This question has been posed to me in nearly every job interview. The question is usually asked in one of three ways:
The answers have become routine. But in this forum, I can describe a bit more of the “How and the Why”.
· Why journalism?
I was a sports fanatic. As an undergraduate, I spent as much time reading newspapers and at student-run radio stations as I had spent on schoolwork. A person at one of the stations suggested to me that if I majored in journalism, I could actually be “paid” to attend sporting events. What a great idea! The person forgot to mention that few people could make a living as journalists, and this was at a time when ESPN was in its infancy and sports radio was limited to a couple of hours per day in select markets.
· Why continue forward?
Though the person was correct, I wanted to prove him wrong and be one of the few and the proud. After graduation, it took me more than a year to find regular free-lance work, and another year to land a job - as a part-time sportswriter with a weekly newspaper chain near my hometown in Chicagoland.
· Why did I succeed?
My goal focused on landing a job at a daily newspaper, preferably at one of the two major Chicago dailies. But to get there, I would need daily experience. That meant moving, and for me that meant the Mississippi Gulf Coast. As part of the move, I spent much of my time as a sports copy editor, where I edited stories, wrote headlines and photo captions, and prepared the sports section for press. After two years in Mississippi, and more than seven years in Tennessee, I arrived in Central Ohio. Two years into the job, I met the person who I would eventually marry.
· Why did I switch?
My wife and I were not yet engaged. She worked first shift at the newspaper, I worked second shift. One day she stopped by my desk and said, “You look as if you are just going through the motions.” I didn’t say a word, but she was right. She also knew I was always good with numbers, and posed the following: “You have always threatened to take an accounting course. What’s the worst that can happen?” My response: “But I really don’t know anything about accounting!”
· Why didn’t I know?
1. Didn’t ask
2. Assumed accounting and bookkeeping were one and the same.
3. Too many people I knew dropped out of their first accounting class.
· How was Accounting 101?
I learned in the first two days that all my perceptions were wrong. The instructor put it simply: “If you can tell your left from your right, you’ll do just fine.” I was nervous about the outcome of the first exam because I hadn’t been in school for a long, long time.
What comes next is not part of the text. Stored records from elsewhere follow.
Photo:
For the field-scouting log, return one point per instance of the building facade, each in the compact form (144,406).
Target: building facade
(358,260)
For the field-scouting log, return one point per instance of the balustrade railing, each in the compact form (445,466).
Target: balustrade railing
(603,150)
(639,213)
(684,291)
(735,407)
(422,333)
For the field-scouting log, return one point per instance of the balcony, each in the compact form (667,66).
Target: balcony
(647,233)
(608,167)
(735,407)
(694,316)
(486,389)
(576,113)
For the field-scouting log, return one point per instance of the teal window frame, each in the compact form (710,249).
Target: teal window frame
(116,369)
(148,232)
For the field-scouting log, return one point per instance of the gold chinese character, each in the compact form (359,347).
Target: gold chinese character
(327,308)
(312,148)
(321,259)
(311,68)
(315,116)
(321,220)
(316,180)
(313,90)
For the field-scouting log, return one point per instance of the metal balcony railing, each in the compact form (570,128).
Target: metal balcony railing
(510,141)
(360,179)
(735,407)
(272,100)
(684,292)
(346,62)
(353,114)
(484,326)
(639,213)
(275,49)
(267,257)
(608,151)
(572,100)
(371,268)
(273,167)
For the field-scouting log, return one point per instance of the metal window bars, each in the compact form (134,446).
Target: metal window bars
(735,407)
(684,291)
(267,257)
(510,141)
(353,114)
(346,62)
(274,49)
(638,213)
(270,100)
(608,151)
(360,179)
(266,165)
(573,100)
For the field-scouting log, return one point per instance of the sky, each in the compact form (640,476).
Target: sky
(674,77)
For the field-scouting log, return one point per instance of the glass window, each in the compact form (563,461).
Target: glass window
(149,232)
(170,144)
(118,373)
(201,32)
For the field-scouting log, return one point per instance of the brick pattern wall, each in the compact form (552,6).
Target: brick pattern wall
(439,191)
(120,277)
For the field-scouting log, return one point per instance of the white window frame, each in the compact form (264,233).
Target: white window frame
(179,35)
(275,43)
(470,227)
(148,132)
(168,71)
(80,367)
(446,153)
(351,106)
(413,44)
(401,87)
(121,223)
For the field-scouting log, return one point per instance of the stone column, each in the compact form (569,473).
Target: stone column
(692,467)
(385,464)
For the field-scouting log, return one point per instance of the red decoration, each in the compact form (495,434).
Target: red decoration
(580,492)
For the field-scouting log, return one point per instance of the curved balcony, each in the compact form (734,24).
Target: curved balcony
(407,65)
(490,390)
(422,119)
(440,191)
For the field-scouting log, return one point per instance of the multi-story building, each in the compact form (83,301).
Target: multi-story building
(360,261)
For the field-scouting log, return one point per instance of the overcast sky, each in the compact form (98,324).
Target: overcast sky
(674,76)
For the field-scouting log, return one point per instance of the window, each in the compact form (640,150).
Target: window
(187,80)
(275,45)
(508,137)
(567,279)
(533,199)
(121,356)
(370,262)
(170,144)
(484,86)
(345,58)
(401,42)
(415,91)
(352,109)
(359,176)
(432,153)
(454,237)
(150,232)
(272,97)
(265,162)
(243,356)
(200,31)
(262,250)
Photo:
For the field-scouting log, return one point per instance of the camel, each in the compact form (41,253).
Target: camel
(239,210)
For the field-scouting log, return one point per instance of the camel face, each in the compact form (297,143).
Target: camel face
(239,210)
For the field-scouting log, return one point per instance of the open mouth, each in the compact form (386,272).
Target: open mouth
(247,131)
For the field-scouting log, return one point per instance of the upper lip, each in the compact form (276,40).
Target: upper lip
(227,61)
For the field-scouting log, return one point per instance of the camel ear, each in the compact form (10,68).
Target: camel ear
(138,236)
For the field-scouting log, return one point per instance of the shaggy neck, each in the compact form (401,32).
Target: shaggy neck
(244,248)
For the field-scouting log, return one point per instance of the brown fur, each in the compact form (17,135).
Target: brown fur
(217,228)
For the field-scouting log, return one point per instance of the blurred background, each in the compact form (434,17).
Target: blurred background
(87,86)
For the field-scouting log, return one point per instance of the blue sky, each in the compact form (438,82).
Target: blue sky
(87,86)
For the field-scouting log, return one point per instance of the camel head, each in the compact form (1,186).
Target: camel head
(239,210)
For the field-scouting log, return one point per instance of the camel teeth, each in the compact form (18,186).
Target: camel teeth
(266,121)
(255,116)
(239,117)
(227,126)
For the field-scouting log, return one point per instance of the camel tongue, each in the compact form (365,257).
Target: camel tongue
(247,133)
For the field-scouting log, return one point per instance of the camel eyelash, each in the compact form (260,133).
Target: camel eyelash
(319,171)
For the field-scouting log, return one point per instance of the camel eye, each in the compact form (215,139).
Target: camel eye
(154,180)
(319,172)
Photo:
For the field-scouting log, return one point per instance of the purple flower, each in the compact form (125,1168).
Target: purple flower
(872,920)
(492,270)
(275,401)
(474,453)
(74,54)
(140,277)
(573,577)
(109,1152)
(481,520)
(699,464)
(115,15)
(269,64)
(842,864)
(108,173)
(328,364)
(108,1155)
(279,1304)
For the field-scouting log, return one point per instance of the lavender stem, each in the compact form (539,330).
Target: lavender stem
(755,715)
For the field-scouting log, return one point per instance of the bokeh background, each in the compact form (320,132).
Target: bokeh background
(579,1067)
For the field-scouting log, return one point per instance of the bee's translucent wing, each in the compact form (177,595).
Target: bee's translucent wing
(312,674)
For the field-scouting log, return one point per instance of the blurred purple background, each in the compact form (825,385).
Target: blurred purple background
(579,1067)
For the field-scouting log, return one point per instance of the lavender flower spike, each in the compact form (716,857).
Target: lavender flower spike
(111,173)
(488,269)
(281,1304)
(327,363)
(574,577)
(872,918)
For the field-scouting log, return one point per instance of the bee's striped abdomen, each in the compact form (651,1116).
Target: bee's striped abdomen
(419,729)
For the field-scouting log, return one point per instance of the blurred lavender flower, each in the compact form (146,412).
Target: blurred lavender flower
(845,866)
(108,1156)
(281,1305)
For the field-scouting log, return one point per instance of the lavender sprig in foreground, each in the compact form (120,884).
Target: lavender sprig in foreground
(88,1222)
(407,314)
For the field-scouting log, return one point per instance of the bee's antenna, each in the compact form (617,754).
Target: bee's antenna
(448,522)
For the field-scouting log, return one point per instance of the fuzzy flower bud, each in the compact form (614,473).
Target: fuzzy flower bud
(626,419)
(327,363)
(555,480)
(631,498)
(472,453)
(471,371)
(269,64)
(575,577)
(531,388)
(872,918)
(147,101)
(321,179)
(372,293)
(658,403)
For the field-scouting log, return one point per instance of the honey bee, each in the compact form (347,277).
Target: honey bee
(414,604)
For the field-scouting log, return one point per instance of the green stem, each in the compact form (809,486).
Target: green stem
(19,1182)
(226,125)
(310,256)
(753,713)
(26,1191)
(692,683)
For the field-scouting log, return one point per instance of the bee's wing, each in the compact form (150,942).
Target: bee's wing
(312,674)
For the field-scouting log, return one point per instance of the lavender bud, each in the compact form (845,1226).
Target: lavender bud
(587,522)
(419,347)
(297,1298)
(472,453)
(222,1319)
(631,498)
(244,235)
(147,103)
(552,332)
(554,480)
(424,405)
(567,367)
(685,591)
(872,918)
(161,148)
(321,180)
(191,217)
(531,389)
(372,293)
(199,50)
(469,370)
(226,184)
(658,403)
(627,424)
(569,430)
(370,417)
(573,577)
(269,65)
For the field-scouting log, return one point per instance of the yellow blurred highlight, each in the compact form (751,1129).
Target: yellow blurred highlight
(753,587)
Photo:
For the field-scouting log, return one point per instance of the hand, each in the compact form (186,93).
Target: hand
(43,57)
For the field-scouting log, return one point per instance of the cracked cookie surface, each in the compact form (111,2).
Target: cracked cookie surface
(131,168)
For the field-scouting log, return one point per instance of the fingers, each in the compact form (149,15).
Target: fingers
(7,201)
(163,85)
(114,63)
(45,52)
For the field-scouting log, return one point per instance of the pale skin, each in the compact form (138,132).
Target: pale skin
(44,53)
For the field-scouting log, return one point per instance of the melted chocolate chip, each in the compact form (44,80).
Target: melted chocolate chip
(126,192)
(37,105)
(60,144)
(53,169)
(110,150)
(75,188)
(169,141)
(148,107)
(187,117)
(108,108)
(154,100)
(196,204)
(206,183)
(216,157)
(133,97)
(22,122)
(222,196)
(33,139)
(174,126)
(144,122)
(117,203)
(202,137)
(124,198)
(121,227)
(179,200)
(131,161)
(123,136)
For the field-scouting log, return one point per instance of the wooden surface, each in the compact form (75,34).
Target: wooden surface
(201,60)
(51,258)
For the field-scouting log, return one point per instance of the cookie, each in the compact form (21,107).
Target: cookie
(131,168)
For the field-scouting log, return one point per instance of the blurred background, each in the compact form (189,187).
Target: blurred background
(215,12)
The maximum score was 125; my score was 124. There also was a note at the top. “Good job, please see me.” After class, I met with the instructor. “You are in accounting, aren’t you?” he said. “Yes,” I replied. “Good,” he said. “We need good accountants.”
· How has the transition been?
After receiving my license in 2003, I attended a luncheon for new CPAs. The speaker, a national officer in the AICPA, touched on many subjects. One of them really hit home as he discussed his time in school. “Remember when you were in Accounting 101,” he asked the audience, “and you found it to be so easy, you couldn’t understand what the big deal was?” When everyone laughed, I realized I had made the right choice.